If the link doesn't work, google the author, "Eric Cheesic," and "We the Drunk Chick of the United States." This one's destined to become a classic. Here are some excerpts:

[N]either of these candidates cares about you and me. They really don't. It's just a big pissing match. The match isn't conservative verses liberal; it isn't even John McCain versus Barack Obama. It's Republicans versus Democrats—-McCain and Obama are just the PR firm picked to sell you the wares. They are a face and a name to be associated with the big political machine that is the United States of America...

So where does the American public come in?

Well, here's the deal: we, the people, are the drunk chick at the bar. We are expected to do very little. Our responsibilities are to:

  1. Obey all the rules posted above the door to the bathroom (The Constitution).
  2. Pay for the food and drinks we consume (taxes).
  3. Leave the bar when it's closing time (die).

Sunday, August 24, 2008

Cartoonist Clay Bennett

Other than Tom Toles, I haven't been enamored with any other cartoonists...until I saw Clay Bennett. His style reminds me of Wallace and Gromit with an understated political bent. Check him out:

http://www.claybennett.com/archives.html

http://www.timesfreepress.com/news/cartoons/

Here's one cartoon students will (unfortunately) identify with:

http://www.claybennett.com/pages2/debt.html

I particularly like this one:

http://www.claybennett.com/pages2/curb_appeal.html

Bonus for your funny bone:

http://www.thingsmyboyfriendsays.com/index.html

Sunday, August 3, 2008

Funny: How to Raise Snobs

This is a funny post by Nathan DeGraaf. Warning, not safe for work (NSFW) and contains coarse language. Also, do not read if you have no sense of humor.
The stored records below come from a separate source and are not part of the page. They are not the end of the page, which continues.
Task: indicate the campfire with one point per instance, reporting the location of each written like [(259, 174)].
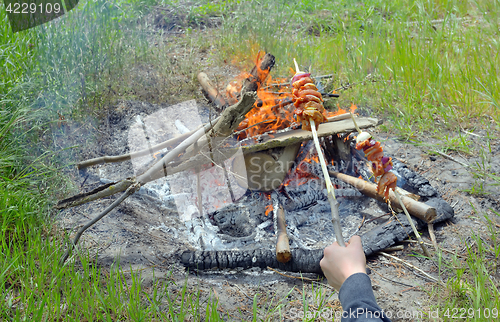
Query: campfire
[(249, 186)]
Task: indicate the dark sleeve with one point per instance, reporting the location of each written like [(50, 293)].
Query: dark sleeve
[(358, 301)]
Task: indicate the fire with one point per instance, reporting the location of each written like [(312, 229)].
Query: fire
[(273, 110)]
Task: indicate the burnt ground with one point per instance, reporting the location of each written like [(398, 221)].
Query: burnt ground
[(145, 235)]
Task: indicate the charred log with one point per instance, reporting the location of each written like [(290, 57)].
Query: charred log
[(413, 181), (307, 261)]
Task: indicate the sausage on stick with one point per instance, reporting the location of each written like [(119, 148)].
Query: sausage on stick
[(309, 110)]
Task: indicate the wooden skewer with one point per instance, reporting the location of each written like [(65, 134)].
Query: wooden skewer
[(329, 188), (283, 253), (415, 231), (334, 205)]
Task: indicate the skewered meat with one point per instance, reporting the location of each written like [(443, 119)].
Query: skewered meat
[(308, 101), (380, 164)]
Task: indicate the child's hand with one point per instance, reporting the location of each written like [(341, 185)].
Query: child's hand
[(339, 263)]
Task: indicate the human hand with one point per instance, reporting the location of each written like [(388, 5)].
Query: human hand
[(339, 263)]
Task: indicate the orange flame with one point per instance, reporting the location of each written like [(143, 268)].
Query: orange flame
[(268, 113)]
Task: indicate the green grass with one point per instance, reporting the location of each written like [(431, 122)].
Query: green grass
[(429, 74), (471, 283), (63, 74)]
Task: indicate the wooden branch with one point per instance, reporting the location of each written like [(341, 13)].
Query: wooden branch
[(415, 208), (233, 115), (259, 73), (283, 253), (130, 190), (141, 153), (296, 136), (98, 193), (213, 94), (413, 267)]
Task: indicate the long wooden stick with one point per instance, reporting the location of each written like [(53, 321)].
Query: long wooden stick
[(396, 193), (137, 154), (414, 207), (334, 205), (130, 190), (283, 253), (412, 267)]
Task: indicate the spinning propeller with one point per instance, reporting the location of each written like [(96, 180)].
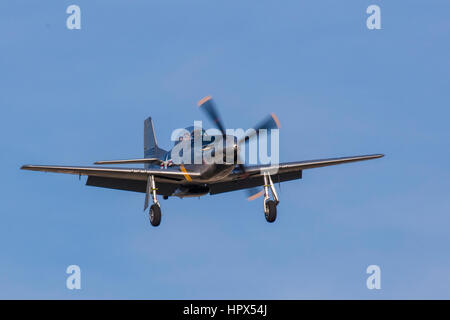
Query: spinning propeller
[(270, 122)]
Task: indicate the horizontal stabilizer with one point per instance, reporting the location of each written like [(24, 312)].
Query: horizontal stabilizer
[(145, 160)]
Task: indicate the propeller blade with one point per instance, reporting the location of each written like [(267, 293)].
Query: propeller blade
[(254, 193), (270, 122), (209, 107)]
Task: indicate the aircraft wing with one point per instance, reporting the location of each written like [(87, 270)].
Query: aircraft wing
[(253, 176), (170, 174)]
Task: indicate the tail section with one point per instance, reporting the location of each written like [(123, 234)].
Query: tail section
[(151, 149)]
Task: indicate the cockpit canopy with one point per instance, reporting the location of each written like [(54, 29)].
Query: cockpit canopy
[(189, 134)]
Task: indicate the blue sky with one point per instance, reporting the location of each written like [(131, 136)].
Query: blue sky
[(74, 97)]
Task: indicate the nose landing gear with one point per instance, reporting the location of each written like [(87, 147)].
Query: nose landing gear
[(155, 209), (270, 206)]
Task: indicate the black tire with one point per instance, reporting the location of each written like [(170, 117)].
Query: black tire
[(271, 211), (155, 215)]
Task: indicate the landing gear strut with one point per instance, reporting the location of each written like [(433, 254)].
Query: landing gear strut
[(270, 206), (155, 209)]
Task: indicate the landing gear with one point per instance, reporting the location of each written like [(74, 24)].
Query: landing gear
[(155, 209), (270, 206), (270, 211), (155, 215)]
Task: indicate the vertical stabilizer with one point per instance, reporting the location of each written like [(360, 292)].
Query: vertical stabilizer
[(151, 149)]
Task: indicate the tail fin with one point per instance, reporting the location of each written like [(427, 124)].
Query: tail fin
[(151, 149)]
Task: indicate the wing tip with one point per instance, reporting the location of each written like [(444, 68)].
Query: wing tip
[(277, 122), (203, 100)]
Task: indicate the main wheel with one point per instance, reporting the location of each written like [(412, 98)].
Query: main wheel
[(271, 211), (155, 215)]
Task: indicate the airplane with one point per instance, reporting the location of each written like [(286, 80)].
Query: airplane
[(162, 176)]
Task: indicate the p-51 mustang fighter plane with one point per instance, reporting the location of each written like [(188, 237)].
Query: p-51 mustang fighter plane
[(161, 176)]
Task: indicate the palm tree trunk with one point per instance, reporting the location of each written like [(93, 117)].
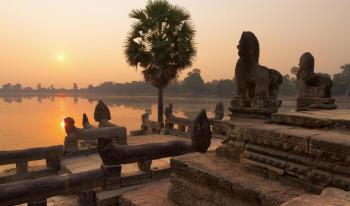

http://www.pointsincase.com/blogs/nathan-degraaf/if-i-had-kid-i-would-raise-judgmental-snob

I love this paragraph on raising his kids to be part of the power elite:

When they reach their teens, then we'll start talking about the best ways to bribe elected officials and cops. But until then, they'll just have to learn to lie, cheat and steal. And if you don't think those are valuable American traits, well then explain our government. Hell, they stole 300 billion of your dollars to bail out their banking buddies and you didn't even flinch. If that's the way the game is to be played, I want my children on the winning side, the stealing side.

By comparison, Bear Stearns' bailout (30 billion or so) looks cheap compared to Fannie and Freddie.

Friday, July 25, 2008

Funny: Don't Buy Stuff You Cannot Afford

Steve Martin and the best SNL financial skit of all time--If You Can't Afford It, Don't Buy It!

http://snltranscripts.jt.org/05/05lbuy.phtml

Simple and brilliant financial advice. Just goes to confirm that the new millennium is the age of the comic.